We performed a relation computed-aided design based on the structure of benzo[d]isoxazol derivatives inhibitors (BDIO) derivatives, new potent inhibitors of the BRD4 protein. By using in-situ modifications of the three dimensional (3D) models of BRD4-BDIOx complex (Protein Data Bank (PDB) entry code: 5Y8Z) were prepared for the training and validation sets compounds of 29 BDIOx with observed inhibitory potencies ().
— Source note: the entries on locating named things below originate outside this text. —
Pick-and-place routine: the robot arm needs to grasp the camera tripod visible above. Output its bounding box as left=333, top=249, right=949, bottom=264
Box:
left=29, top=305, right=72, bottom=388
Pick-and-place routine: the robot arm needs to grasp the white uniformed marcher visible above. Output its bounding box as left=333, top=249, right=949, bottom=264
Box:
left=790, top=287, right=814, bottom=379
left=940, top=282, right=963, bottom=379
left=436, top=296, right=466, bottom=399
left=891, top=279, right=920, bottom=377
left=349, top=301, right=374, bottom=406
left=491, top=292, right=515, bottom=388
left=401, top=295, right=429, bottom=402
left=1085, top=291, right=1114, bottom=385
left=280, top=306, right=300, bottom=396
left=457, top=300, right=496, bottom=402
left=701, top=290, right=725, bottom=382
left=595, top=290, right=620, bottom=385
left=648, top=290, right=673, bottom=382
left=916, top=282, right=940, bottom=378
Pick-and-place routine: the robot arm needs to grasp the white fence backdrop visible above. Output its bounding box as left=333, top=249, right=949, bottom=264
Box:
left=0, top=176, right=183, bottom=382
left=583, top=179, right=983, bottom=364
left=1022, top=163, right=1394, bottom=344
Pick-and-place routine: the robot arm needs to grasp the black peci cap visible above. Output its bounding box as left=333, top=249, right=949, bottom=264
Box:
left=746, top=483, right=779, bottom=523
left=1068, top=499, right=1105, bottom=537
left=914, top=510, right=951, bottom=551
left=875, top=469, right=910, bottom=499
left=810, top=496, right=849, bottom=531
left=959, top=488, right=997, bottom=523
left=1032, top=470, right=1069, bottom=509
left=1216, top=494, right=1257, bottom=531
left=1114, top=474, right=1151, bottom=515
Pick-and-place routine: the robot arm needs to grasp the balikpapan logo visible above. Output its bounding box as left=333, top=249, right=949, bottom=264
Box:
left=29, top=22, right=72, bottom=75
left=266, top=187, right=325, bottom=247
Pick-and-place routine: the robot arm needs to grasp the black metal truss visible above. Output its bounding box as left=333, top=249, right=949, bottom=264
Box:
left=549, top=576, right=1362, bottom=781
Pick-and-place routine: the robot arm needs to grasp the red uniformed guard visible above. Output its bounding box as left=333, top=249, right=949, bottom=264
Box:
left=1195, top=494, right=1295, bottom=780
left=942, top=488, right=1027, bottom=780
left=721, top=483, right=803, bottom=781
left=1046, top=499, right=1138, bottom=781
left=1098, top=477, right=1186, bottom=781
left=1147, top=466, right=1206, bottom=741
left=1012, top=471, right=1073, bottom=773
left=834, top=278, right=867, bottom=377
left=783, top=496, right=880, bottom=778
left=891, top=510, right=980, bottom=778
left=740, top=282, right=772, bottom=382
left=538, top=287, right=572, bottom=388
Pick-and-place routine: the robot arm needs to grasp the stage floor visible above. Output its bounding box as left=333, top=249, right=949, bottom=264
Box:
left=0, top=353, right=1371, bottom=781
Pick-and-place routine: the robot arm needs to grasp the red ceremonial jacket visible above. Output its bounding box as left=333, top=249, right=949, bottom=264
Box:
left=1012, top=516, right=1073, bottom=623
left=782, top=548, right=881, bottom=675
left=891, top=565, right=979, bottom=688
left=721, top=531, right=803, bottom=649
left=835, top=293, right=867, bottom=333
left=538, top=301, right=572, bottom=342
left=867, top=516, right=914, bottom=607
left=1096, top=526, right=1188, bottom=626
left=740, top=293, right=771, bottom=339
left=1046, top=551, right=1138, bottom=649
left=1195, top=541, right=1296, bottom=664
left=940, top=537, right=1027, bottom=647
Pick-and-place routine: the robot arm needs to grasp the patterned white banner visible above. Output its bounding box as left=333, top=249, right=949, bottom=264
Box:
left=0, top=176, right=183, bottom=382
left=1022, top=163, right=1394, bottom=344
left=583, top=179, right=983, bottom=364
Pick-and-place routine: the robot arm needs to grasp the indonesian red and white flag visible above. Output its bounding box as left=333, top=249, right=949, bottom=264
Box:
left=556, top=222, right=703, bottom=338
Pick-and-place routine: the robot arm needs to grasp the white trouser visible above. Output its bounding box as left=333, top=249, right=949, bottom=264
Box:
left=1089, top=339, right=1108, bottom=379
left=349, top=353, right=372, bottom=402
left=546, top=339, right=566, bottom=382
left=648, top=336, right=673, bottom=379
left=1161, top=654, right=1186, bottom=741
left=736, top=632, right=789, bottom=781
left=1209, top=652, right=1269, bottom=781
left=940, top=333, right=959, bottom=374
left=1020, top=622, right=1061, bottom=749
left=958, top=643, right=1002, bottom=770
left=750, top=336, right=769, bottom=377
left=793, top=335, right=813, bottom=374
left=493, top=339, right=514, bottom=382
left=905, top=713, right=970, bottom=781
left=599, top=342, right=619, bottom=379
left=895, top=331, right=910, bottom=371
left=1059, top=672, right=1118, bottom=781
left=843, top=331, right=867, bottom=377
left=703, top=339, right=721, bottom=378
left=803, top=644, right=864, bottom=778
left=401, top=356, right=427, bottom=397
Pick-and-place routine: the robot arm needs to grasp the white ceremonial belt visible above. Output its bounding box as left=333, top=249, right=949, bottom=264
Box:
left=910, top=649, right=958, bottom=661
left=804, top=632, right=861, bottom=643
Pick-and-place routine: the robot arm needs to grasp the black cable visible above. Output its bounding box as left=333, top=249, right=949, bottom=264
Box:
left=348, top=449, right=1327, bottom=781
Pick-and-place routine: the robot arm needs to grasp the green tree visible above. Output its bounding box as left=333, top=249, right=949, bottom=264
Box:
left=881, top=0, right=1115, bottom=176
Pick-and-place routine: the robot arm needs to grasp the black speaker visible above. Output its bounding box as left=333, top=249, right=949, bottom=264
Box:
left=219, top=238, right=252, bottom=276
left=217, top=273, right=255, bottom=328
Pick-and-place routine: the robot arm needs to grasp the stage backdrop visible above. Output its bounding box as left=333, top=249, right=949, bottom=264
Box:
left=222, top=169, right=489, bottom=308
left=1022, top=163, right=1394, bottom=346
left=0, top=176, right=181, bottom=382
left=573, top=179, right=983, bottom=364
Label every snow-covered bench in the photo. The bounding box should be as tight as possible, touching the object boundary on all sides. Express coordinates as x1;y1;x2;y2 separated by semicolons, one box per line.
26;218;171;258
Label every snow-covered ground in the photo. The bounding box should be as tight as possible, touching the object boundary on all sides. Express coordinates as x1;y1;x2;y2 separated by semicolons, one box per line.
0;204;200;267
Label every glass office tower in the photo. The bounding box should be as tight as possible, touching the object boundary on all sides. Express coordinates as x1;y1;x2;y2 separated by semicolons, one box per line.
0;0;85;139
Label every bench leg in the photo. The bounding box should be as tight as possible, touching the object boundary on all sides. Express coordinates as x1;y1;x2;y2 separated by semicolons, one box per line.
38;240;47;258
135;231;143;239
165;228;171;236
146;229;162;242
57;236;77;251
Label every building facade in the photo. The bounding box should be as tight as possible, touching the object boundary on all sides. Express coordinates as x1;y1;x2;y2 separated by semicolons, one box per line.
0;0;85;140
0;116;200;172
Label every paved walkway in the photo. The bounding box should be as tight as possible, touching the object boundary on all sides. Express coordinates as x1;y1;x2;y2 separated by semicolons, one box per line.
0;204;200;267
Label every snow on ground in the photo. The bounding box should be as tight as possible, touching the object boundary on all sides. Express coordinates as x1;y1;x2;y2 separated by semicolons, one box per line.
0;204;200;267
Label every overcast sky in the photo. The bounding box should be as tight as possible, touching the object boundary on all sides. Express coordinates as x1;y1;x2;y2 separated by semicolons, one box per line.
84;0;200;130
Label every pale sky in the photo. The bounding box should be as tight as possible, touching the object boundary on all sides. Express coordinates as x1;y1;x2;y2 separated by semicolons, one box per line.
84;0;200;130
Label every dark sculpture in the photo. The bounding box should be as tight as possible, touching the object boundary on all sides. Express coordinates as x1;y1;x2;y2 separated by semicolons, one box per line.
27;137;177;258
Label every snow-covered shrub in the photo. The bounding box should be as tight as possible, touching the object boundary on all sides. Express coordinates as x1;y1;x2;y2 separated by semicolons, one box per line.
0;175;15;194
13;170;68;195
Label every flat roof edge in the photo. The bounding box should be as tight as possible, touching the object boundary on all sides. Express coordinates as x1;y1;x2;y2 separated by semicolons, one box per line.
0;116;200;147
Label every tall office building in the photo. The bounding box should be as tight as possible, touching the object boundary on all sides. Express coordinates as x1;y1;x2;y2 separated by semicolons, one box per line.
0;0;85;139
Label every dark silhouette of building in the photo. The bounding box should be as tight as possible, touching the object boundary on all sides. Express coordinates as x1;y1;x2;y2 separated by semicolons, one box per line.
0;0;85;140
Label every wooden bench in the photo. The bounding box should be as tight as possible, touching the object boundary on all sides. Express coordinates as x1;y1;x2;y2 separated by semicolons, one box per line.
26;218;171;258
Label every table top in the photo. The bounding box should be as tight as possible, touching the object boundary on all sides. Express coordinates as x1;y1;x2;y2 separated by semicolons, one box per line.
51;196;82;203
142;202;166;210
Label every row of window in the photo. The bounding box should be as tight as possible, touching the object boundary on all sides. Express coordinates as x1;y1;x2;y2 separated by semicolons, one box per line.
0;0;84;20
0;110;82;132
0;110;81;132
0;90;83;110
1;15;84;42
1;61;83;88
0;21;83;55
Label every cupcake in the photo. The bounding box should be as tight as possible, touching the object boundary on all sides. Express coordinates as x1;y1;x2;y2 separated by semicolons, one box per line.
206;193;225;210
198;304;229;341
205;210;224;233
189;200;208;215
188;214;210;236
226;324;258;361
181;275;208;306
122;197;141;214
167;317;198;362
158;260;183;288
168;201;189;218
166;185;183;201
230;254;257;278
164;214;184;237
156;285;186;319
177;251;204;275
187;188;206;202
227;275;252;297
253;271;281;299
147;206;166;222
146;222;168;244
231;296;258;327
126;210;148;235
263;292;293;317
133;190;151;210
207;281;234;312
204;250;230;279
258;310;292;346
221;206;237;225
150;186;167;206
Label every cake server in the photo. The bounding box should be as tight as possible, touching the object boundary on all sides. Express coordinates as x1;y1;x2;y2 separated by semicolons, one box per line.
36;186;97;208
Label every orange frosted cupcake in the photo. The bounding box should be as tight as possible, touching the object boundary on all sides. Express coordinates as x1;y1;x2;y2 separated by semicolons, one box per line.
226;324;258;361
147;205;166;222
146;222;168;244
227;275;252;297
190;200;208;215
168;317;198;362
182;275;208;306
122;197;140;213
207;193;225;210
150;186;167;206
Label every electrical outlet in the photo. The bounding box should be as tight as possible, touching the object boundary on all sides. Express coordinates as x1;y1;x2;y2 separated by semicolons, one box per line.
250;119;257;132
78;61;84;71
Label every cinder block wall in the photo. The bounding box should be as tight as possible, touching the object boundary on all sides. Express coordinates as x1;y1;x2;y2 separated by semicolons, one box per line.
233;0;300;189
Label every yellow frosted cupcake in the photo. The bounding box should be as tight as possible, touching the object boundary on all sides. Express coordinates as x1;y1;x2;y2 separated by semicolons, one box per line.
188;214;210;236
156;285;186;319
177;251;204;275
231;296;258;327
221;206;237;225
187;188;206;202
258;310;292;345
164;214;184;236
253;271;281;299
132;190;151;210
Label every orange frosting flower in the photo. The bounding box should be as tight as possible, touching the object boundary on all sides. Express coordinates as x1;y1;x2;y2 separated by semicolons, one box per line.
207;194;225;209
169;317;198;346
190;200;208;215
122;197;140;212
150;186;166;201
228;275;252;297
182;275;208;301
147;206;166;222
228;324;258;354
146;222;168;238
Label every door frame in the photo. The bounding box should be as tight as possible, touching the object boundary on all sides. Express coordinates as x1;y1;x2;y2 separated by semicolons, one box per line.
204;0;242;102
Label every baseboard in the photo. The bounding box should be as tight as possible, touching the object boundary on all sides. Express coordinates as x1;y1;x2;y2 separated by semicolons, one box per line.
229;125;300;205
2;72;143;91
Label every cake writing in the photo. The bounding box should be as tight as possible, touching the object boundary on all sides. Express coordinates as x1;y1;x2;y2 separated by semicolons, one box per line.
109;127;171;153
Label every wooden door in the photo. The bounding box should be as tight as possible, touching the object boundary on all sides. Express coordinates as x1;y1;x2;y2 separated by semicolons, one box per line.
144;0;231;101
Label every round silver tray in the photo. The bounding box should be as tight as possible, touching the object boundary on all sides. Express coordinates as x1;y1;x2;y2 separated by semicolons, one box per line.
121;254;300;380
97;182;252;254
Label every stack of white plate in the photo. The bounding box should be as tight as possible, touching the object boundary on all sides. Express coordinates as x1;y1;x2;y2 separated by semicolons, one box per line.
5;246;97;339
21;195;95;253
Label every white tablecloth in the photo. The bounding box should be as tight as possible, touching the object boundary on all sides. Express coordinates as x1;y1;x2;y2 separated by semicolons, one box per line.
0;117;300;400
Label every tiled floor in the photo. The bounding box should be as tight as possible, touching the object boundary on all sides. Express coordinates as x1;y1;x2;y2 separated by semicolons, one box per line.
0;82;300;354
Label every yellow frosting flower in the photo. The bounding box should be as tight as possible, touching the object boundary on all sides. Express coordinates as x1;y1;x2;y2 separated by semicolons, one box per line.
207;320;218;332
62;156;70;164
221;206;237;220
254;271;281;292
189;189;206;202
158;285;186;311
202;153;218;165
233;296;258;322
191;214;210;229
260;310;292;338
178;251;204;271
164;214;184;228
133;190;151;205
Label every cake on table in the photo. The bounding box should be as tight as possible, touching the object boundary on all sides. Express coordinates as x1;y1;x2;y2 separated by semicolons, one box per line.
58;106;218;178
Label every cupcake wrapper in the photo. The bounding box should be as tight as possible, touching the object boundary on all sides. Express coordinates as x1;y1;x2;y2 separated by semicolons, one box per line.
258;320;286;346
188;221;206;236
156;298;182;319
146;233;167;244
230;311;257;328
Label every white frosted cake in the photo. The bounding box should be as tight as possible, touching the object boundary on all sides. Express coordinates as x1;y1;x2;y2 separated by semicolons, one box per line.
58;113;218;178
We first built a quantitative structure activity relationship (QSAR) model in the gas phase, linearly correlating the calculated enthalpies of the BRD4-BDIOx complex formation with (; = 0,80) first and then a superior QSAR model was brought forth, correlating computed relative Gibbs’ free energies of complexation and ( = -0.1205 + 6.9374 ; = 0.96) which was then validated by a 3D-QSAR pharmacophore generation model (PH4) ( = 0.996 + 0.0554 ; = 0.95). The structural information of the active conformation of the training set BDIOs from the models guided us in the design of a virtual combinatorial library (VCL) of 99 225 analogs. We then filtered the VCL by applying Lipinski’s rule-of-five, in order to identify new BDIOs drug likely analogs. The pharmacophore (PH4)-based screening retained 106 new and potent BDIOs with predicted inhibitory potencies up to 158 times more active than the most active traing set BDIO1 (). Finally, the predicted pharmacokinetic profiles of the best potent of these new analogs () were compared to current orally administered anticancer drugs. This computational approach, which combines molecular mechanics and the Poisson–Boltzmann (PB) implicit solvation theory, the pharmacophore model, the analysis of BRD4-BDIOs interaction energies, the in-silico screening of VCL compounds, and the inference of ADME properties resulted in a set of new suggested BRD4 inhibitors for the fight against CRPC.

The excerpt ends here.